Because we’re all individuals, signs or symptoms of CP will vary from person to person.

The most obvious tip-off that a child may have a form of CP is a delay is reaching certain milestones related to movement, including rolling over, sitting, standing or walking.

Generally speaking, these milestones include being able to:

  • Roll over at about the 6-month mark
  • Sit without support after 9 months
  • Walk when he/she is 12 months

For a child younger than 6 months, potential signs of CP include:

  • Feeling stiff
  • When cradled, the child overextends the back and neck as of pushing away
  • When picked up, the child’s legs become stiff and cross

For a child older than 6 months, signs include:

  • Not being able to roll in either direction
  • An inability to bring hands together
  • Difficulty in bringing things to his/her mouth
  • Reaching out with one hand while the other remains in a fist

For a child older than 10 months, CP indicators include:

  • Crawling in a lopsided way
  • Scooting around on buttocks or even hopping on knees but not crawling on all fours

In addition to recognizing these signs, tests that can confirm a CP diagnosis include magnetic resonance imaging (MRI), a cranial ultrasound, which can be performed during infancy, and an electroencephalogram (EEG).

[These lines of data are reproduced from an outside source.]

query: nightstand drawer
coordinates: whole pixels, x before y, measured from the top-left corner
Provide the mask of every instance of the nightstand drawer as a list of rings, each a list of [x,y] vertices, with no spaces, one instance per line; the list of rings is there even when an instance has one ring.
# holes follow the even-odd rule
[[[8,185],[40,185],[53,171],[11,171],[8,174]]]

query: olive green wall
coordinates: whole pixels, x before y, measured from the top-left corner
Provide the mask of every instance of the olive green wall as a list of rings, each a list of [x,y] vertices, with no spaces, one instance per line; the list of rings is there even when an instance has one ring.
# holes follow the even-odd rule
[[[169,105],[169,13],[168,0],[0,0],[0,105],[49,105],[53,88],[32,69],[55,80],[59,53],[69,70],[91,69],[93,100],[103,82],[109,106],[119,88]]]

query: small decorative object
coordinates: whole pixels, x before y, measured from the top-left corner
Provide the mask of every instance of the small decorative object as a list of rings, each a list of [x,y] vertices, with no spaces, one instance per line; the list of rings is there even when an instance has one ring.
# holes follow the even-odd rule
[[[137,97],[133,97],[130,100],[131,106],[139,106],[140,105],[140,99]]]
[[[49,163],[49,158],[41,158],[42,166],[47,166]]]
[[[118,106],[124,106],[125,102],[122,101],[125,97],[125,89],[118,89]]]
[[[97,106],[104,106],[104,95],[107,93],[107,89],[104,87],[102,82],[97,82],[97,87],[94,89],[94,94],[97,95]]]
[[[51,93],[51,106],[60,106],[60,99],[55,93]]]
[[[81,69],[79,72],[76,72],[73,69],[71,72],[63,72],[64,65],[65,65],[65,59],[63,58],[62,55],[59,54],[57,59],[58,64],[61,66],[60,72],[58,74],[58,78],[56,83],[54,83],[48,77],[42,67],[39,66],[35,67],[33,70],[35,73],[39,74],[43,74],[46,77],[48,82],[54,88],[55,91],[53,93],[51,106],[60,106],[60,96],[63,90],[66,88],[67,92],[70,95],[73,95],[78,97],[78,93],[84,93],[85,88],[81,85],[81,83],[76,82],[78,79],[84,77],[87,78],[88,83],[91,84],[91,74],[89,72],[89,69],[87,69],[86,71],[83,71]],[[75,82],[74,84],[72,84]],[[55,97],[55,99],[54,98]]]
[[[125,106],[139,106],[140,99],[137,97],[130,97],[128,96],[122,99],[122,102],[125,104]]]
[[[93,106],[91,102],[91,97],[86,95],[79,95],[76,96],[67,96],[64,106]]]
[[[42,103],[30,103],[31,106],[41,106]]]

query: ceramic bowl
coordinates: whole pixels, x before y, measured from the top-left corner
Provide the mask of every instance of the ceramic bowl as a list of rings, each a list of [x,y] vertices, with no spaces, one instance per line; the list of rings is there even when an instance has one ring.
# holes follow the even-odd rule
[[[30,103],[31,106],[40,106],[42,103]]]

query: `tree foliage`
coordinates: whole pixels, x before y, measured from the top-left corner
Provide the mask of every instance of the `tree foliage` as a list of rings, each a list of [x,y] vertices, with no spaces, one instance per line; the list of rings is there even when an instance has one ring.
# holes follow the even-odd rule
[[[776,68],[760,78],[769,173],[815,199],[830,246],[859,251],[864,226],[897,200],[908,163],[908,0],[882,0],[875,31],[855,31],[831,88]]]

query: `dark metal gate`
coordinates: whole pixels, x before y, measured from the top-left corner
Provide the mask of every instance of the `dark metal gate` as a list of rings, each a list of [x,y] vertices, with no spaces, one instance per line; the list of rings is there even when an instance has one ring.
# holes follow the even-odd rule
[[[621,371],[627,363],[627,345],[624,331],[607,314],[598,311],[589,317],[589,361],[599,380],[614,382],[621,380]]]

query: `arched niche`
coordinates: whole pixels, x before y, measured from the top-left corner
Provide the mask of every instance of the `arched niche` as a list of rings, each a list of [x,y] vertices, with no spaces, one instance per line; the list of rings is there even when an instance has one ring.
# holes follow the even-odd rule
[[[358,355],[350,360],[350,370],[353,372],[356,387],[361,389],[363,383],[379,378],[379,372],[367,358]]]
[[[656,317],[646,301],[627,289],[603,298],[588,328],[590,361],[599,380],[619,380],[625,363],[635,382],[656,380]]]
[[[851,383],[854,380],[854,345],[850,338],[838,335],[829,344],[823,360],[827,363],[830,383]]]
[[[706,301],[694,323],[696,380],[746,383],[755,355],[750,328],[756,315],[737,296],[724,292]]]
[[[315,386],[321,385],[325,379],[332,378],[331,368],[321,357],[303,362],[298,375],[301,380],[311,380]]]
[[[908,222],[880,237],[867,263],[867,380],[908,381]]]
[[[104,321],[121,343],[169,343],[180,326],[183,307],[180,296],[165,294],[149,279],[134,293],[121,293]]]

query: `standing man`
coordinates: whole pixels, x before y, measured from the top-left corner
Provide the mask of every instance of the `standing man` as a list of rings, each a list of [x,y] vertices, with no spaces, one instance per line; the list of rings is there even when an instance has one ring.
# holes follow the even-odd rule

What are the specific types of cerebral palsy?

Spastic CP

The most common form – affecting about 80% of cerebral palsy patients – reveals itself through increased muscle tone and reflexes or movements that may appear to be awkward or stiff.

The spastic cerebral palsy type is further broken down into these subtypes:

  • Spastic hemiplegia
    The muscles on one side of the body are in a continuous state of contraction
  • Spastic diplegia
    Restricts movement in the lower extremities of the body
  • Spastic quadriplegia
    Affects the entire body, including both arms and legs, and causes uncontrollable shaking and fluid buildup

Non-Spastic CP

Unlike persons with spastic CP, those with non-spastic CP actually have muscle tone that is weakened and unstable. Hallmarks of this form of CP include slow movements that can look as if the person is writhing. Speech, facial and tongue movements can be especially difficult.

The non-spastic form of CP is also divided into subtypes:

  • Dyskinetic (includes athetosis, dystonia, and chorea)
    Usually affecting hands, arms, legs and feet, the movement appears to be jerky and slow.
  • Ataxic
    The least common form of CP, ataxia affects the person’s coordination. Their gait will be wider than normal and their walk may appear unsteady.

Mixed CP

It’s not unusual for some persons to have a combination of the various types of CP. Common symptoms include:

  • Stiff muscles combined with involuntary movements
  • Seizures
  • Facial grimaces
  • Drooling
  • Difficulty speaking and swallowing
  • Vision problems

How is the severity of cerebral palsy measured?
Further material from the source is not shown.